As the New Year's Prayer said, one can't run away from sorrow and pain, but one can try to be stronger when faced with bad news.

I made an appointment for my health check.

But old habits die hard and cowardice kicked in again. I chose to do it on Feb 20, after the Chinese New Year, because I wanted to go away for that long weekend and didn't want bad news to put a dampener on the trip.

Last Monday, I found out that someone I know had discovered a medical condition after an annual medical check-up.

The news shocked me. It also hit me how stupid I have been.

If I have cancer or any other disease, surely it is better to know it earlier than later? Knowing it early will mean treatment is more likely to succeed and will increase my chances of survival.

My life as I know it will change of course, but isn't it better to face this head-on than to bury my head in the sand and wish the illness away?

I also thought back to the essays that American actress Angelina Jolie had written.

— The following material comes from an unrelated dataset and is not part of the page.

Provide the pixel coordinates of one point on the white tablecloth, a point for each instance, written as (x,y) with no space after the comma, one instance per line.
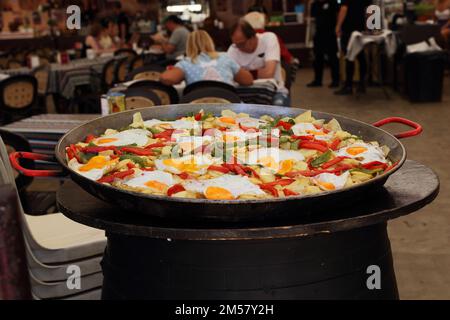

As you might know, Jolie has a gene that makes her a lot more at risk of developing breast cancer and ovarian cancer. She lost her mother, grandmother and aunt to the disease.

In 2013, she had a preventive double mastectomy. Early last year, she followed up with removal of her ovaries and fallopian tubes. Both operations vastly reduce her risk of getting cancer.

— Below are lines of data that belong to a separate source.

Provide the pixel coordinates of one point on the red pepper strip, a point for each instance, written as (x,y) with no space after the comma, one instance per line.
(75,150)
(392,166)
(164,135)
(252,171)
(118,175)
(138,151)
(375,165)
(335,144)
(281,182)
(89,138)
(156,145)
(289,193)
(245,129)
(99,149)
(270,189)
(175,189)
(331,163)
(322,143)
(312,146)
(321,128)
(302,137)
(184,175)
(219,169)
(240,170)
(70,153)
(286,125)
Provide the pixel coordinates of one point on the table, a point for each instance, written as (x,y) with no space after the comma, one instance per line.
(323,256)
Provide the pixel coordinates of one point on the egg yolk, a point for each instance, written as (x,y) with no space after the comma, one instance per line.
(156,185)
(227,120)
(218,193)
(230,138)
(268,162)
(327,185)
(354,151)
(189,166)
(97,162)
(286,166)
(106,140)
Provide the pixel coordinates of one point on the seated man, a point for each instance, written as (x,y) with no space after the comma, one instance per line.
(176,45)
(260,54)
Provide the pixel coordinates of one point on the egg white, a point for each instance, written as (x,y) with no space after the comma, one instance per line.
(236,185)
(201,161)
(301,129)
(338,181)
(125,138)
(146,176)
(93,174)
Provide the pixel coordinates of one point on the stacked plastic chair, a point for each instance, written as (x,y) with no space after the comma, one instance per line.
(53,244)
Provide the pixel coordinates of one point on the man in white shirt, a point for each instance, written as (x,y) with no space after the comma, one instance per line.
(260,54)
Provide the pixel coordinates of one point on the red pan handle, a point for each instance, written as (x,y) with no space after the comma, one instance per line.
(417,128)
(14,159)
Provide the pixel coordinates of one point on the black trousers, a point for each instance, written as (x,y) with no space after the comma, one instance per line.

After her first operation, she wrote an article in The New York Times explaining her decision.

In it, she concluded: "Life comes with many challenges. The ones that should not scare us are the ones we can take on and take control of."

After the second operation which, among other things, meant she can no longer have children and which brought on forced menopause, she wrote another essay.

"I feel at ease with whatever will come, not because I am strong but because this is a part of life. It is nothing to be feared," she said.

"It is not easy to make these decisions. But it is possible to take control and tackle head-on any health issue. You can seek advice, learn about the options and make choices that are right for you. Knowledge is power."

Knowledge is indeed power and how silly I am to be so scared of my own shadow.

All of a sudden, Feb 20 seemed too long to wait. I regretted not doing my health screening earlier.

I tried to bring forward the date, but couldn't as all the slots were taken up. But I managed to get one key part of the screening - the mammogram and ultrasound - done earlier.

I did it last week and it was a nervous two days going for the test and waiting for the report.

The results were okay and it was a tremendous weight off my shoulders.

There are more tests to be done on Feb 20, but at least I have one fewer thing to worry about - for now, at least, because no one knows what tomorrow will bring.

On radio the other morning, I caught a talk show on Kiss92 where a psychiatrist was talking about how stressed out Singaporeans are.

He said the difference between people who are worriers and warriors is how the first group always asks "what if" while the second approaches life saying "even if".

I've been a "what if" all my life. I want to be an "even if".